Outre de s'engager à respecter les statuts, les privilèges, les libertés et les coutumes de l'Université, de ne pas enseigner ailleurs ou de reprendre leurs études de bachelier une fois leur maîtrise obtenue, il y avait également la nécessité de jurer de ne jamais consentir à la réconciliation avec Henry Symeonis (quod numquam consenties in reconciliationem Henrici Simeonis, Statuts VII, section 1.5.).
Nulle part ailleurs il n'était expliqué qui était Henry Symeonis, ni la raison pour laquelle il était impératif que les futurs Maîtres en Arts s'opposent à toute réconciliation avec lui. Qui et comment un individu a-t-il pu mériter cette condamnation pour les siècles ?
Brian Twyne, qui fut le premier archiviste de l’Université d’Oxford et éminent antiquaire au XVIIe siècle, a avancé dans son Antiquitatis Academiae Oxon Apologia, daté de 1608, que Symeonis était un Régent en Arts à Oxford qui aurait faussement prétendu posséder un diplôme de Bachelor of Arts, dans le but d'obtenir une place dans un monastère à l'étranger. Pour justifier ses affirmations, Brian Twyne ne fournit en revanche aucune source...

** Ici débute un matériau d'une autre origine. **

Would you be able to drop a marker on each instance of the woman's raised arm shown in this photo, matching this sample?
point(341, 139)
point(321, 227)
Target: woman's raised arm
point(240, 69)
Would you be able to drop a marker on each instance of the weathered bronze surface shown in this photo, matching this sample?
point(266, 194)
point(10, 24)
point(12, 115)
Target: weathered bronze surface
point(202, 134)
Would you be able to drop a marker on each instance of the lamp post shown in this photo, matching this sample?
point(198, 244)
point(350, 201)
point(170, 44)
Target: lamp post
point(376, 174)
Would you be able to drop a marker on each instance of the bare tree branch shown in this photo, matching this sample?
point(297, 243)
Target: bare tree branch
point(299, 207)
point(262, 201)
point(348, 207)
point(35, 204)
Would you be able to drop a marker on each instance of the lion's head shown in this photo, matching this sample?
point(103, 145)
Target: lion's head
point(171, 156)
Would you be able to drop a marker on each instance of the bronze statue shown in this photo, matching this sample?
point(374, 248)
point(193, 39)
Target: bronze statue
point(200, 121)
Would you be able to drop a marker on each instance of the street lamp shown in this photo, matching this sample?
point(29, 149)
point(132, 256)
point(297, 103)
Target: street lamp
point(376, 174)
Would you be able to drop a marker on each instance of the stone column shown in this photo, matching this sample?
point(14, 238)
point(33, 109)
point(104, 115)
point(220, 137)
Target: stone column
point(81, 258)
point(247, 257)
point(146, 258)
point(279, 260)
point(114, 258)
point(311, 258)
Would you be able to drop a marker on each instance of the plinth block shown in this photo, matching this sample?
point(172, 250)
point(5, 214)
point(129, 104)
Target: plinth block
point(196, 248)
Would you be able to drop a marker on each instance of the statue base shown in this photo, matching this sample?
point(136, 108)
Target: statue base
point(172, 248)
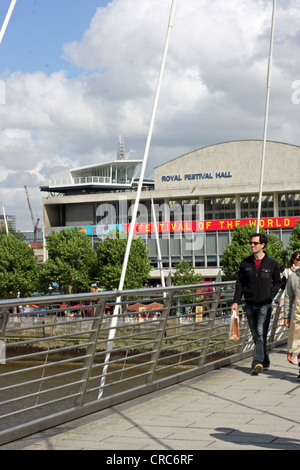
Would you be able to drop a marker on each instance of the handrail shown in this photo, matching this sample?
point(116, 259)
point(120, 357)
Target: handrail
point(53, 366)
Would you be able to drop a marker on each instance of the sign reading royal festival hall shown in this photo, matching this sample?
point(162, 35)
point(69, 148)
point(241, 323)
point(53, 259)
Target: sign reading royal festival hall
point(197, 176)
point(192, 226)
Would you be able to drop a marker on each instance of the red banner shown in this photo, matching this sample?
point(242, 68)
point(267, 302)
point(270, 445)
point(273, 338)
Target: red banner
point(214, 225)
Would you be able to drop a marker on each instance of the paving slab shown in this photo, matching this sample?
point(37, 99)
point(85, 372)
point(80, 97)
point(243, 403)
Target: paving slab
point(227, 409)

Plus tard, Anthony Wood, un historien, dans son Life and Times, relate un épisode survenu en janvier 1651 ou 1652, lors d'une révision antérieure des statuts de l'Université. À cette occasion, la suppression du statut relatif à Henry Symeonis avait été proposée. Il note que cette proposition est rejetée, sans indiquer les motifs de ce refus là encore. Il suggère, déjà à cette époque, que le serment en question était tellement ancien et son origine tellement oubliée, qu'on préférait ne pas y toucher, faute de mieux comprendre son contexte et sa signification.
Ce n'est qu'en 1912 que l'énigme entourant Henry Symeonis a été, pour une partie, résolue, et ce grâce aux recherches de Reginald Lane Poole, alors Gardien des Archives de l'Université. Dans un article publié dans l'English Historical Review, ce dernier a retrouvé Henry, fils d'un autre Henry Symeonis.

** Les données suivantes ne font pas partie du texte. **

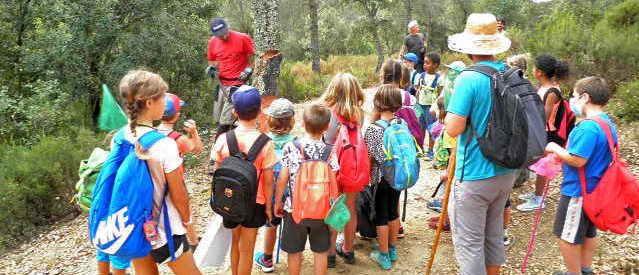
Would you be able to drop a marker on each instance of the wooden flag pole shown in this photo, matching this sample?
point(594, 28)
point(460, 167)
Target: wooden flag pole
point(442, 217)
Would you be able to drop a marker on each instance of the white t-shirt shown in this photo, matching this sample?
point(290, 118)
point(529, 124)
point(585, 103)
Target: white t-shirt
point(164, 158)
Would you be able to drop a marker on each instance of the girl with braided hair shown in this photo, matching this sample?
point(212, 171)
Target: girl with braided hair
point(144, 94)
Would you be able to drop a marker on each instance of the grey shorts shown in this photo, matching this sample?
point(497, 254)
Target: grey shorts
point(223, 109)
point(294, 235)
point(571, 222)
point(476, 215)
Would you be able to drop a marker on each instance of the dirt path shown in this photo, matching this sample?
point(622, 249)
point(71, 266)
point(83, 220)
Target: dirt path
point(65, 248)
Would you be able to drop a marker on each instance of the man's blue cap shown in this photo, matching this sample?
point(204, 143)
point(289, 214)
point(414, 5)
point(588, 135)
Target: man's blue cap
point(411, 57)
point(246, 98)
point(218, 27)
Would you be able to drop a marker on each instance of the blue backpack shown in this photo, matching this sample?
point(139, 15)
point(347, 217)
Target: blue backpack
point(123, 201)
point(401, 168)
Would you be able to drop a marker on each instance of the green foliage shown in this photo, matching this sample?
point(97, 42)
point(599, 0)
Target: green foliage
point(38, 181)
point(625, 103)
point(298, 82)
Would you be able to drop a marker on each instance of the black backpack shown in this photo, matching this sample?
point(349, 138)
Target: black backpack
point(516, 134)
point(235, 181)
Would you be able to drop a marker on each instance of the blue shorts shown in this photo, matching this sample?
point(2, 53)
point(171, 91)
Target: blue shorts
point(427, 118)
point(116, 262)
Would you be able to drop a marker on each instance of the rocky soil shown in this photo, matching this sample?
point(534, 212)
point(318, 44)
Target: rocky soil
point(64, 248)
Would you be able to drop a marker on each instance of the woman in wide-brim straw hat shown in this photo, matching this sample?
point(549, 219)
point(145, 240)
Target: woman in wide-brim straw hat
point(480, 37)
point(478, 198)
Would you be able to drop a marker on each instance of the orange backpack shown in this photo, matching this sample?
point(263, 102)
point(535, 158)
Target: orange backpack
point(315, 187)
point(352, 155)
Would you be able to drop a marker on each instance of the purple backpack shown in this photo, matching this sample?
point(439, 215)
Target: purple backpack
point(407, 114)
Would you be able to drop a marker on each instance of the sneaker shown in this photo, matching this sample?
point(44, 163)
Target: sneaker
point(527, 196)
point(530, 205)
point(382, 259)
point(435, 206)
point(266, 265)
point(392, 253)
point(508, 240)
point(349, 257)
point(331, 259)
point(445, 227)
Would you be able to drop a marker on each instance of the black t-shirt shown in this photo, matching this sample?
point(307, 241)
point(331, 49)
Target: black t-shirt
point(414, 43)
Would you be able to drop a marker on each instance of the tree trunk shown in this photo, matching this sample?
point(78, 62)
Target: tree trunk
point(314, 7)
point(267, 46)
point(378, 48)
point(409, 10)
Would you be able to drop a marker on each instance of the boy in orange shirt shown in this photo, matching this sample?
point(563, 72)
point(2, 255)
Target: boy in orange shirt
point(246, 106)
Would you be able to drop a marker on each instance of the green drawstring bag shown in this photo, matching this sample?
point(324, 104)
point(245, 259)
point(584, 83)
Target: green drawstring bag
point(111, 117)
point(88, 172)
point(338, 216)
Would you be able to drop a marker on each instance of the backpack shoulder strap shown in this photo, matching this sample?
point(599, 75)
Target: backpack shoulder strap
point(150, 138)
point(300, 148)
point(231, 142)
point(483, 69)
point(552, 90)
point(434, 84)
point(175, 135)
point(257, 146)
point(381, 123)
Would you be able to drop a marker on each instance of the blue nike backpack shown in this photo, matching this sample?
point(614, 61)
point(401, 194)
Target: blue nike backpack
point(401, 167)
point(123, 201)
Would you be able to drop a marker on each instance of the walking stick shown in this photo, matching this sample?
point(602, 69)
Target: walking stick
point(442, 217)
point(533, 236)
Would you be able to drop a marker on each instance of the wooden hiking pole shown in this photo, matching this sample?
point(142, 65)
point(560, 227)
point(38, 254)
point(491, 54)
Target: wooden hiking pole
point(442, 217)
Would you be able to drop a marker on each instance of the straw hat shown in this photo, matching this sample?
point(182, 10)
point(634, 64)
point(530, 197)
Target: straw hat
point(480, 36)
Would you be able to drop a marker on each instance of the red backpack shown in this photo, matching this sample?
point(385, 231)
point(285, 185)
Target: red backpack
point(407, 114)
point(352, 155)
point(561, 120)
point(315, 188)
point(614, 204)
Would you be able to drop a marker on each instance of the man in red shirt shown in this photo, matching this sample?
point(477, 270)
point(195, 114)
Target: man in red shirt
point(229, 54)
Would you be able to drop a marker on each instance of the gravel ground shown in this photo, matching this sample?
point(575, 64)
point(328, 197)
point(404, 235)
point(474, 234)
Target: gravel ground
point(64, 248)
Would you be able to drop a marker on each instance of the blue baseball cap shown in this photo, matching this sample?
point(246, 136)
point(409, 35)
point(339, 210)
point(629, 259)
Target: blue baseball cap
point(173, 104)
point(411, 57)
point(246, 98)
point(218, 27)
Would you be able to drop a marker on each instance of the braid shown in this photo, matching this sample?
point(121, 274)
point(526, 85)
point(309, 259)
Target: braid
point(132, 108)
point(136, 87)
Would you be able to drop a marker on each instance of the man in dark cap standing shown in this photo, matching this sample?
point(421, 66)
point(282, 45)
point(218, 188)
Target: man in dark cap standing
point(229, 55)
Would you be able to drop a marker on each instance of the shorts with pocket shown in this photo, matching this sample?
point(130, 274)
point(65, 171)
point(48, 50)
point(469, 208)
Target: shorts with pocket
point(571, 222)
point(386, 202)
point(116, 262)
point(180, 244)
point(256, 220)
point(294, 235)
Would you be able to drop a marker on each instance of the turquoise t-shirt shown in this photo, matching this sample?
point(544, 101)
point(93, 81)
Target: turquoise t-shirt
point(472, 97)
point(587, 140)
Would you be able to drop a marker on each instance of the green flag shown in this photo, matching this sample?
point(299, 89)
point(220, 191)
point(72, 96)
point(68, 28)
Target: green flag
point(111, 115)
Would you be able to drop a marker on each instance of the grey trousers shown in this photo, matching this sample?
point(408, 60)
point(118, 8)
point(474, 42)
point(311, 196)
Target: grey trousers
point(222, 108)
point(477, 223)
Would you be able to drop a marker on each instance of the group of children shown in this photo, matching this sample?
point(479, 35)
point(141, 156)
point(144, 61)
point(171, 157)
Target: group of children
point(279, 161)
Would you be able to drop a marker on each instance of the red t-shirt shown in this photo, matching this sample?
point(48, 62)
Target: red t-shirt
point(232, 55)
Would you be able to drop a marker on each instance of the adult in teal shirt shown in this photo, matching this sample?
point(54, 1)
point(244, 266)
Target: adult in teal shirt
point(481, 187)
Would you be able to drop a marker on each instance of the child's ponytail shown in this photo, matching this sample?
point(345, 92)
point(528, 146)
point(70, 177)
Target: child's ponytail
point(136, 87)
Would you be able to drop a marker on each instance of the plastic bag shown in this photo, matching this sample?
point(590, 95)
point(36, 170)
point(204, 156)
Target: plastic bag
point(215, 244)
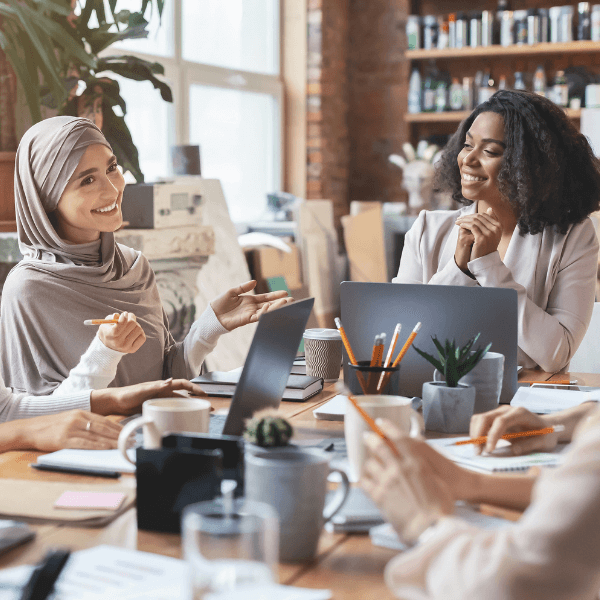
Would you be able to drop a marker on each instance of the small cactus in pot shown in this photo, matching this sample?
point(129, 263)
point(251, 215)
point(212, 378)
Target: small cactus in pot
point(268, 429)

Le père était lui-même fils d'un homme nommé Simeon, ce qui explique le patronyme Simeonis (ou Symeonis) qui fut transmis de génération en génération. Le père de notre Henry était un citoyen particulièrement aisé d'Oxford au début du XIIIe siècle, figurant parmi les plus riches de la ville. Son fils était tout aussi fortuné, possédant plusieurs biens immobiliers à Oxford. Son nom apparaît fréquemment dans les actes de propriété de l'époque, comme un de 1243 concernant la cession d'un mur de délimitation. Il y est désigné comme « Henry fils d'Henry, fils de Simeon ».

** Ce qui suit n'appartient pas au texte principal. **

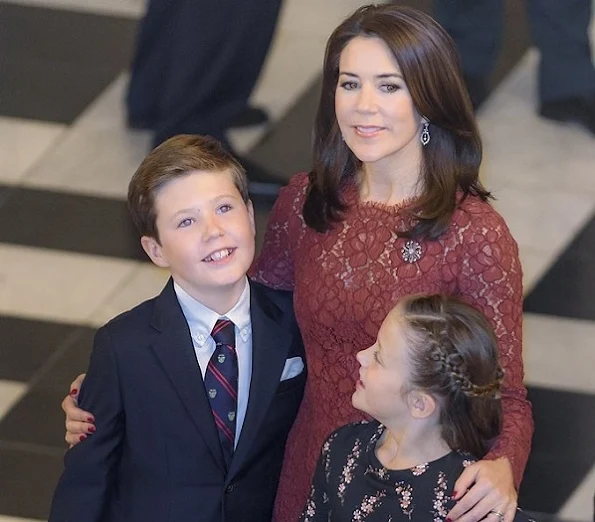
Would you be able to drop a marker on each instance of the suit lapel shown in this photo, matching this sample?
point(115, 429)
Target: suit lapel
point(173, 347)
point(270, 347)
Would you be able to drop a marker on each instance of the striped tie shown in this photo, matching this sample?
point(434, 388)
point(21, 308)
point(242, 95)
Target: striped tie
point(221, 383)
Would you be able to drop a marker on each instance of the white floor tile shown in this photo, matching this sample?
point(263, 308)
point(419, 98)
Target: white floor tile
point(579, 507)
point(558, 352)
point(146, 282)
point(47, 284)
point(97, 155)
point(543, 219)
point(123, 8)
point(535, 263)
point(529, 152)
point(24, 143)
point(10, 393)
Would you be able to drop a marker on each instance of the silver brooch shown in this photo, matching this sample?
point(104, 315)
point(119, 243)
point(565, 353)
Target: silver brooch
point(411, 252)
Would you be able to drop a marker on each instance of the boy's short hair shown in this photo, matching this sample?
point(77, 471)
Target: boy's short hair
point(175, 158)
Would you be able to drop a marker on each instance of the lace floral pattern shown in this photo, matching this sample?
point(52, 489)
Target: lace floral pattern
point(346, 280)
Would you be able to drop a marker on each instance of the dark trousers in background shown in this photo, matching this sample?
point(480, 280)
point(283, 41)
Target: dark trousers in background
point(559, 29)
point(196, 63)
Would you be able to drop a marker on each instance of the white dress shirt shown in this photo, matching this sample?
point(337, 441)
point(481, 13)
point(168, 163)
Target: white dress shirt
point(201, 321)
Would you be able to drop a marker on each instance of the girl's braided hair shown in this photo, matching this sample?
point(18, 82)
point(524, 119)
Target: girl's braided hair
point(453, 355)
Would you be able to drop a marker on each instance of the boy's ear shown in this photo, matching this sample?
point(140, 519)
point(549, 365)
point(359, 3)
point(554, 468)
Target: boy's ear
point(154, 251)
point(251, 215)
point(421, 404)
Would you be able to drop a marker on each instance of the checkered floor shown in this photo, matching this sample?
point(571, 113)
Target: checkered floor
point(69, 259)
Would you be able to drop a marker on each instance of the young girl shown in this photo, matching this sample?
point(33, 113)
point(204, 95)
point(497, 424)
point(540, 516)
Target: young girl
point(432, 382)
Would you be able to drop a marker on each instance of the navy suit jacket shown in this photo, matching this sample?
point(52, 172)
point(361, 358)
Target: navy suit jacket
point(156, 455)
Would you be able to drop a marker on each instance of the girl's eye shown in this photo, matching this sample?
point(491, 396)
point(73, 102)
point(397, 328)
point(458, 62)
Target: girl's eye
point(349, 85)
point(390, 87)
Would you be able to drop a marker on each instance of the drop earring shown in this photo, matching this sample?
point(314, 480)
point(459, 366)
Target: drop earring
point(425, 134)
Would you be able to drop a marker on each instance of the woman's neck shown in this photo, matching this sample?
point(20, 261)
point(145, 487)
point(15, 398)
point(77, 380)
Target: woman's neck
point(404, 450)
point(387, 184)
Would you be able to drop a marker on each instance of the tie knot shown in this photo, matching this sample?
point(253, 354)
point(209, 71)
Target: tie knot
point(224, 332)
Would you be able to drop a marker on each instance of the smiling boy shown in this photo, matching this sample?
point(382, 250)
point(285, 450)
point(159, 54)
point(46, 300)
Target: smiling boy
point(193, 392)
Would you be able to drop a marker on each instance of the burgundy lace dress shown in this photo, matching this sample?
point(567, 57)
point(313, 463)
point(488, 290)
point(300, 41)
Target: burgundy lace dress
point(346, 280)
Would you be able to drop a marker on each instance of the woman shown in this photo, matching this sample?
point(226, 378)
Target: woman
point(393, 206)
point(432, 382)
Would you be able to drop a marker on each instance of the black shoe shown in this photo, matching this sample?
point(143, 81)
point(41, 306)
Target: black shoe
point(576, 109)
point(248, 117)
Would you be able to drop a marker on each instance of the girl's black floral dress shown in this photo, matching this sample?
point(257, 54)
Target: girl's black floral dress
point(350, 484)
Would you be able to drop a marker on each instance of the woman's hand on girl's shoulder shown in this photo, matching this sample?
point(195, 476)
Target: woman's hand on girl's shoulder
point(485, 490)
point(79, 423)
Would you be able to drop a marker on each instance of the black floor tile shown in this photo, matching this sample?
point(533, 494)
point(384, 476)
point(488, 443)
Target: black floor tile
point(55, 62)
point(77, 223)
point(563, 451)
point(27, 481)
point(566, 290)
point(26, 345)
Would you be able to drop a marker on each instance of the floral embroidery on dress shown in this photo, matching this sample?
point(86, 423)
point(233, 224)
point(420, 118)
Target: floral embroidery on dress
point(367, 506)
point(326, 447)
point(405, 494)
point(439, 512)
point(347, 473)
point(420, 469)
point(310, 510)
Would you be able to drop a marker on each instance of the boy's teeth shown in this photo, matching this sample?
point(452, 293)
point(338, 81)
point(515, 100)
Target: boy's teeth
point(216, 256)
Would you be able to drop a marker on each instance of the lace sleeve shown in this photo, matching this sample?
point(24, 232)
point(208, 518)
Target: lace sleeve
point(275, 264)
point(491, 280)
point(317, 508)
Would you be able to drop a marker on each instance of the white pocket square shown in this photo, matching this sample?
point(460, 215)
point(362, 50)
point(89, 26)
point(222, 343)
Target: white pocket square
point(293, 367)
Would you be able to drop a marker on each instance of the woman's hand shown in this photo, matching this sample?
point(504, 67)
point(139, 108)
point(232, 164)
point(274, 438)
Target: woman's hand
point(485, 489)
point(79, 423)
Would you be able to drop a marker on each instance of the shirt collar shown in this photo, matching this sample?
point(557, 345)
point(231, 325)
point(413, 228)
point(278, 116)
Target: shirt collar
point(201, 319)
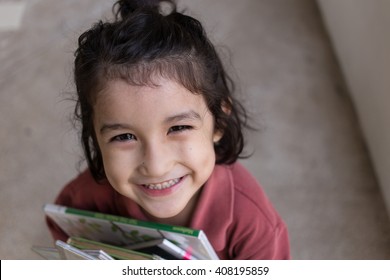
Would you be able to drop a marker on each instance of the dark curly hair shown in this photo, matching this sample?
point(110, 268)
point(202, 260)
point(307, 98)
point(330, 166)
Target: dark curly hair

Mais pourquoi cette disgrâce ? En 1242, Henry, ainsi que plusieurs autres habitants d'Oxford, ont été reconnus coupables du meurtre d'un étudiant de l'Université. Le roi Henri III leur a alors infligé une amende de 80 livres en mai de la même année, et leur a interdit de résider dans la ville au moins jusqu'au retour du roi de ses voyages à l'étranger. Problème : avant le retour du roi à l'automne, les registres immobiliers révèlent que Henry Symeonis était déjà de retour à Oxford...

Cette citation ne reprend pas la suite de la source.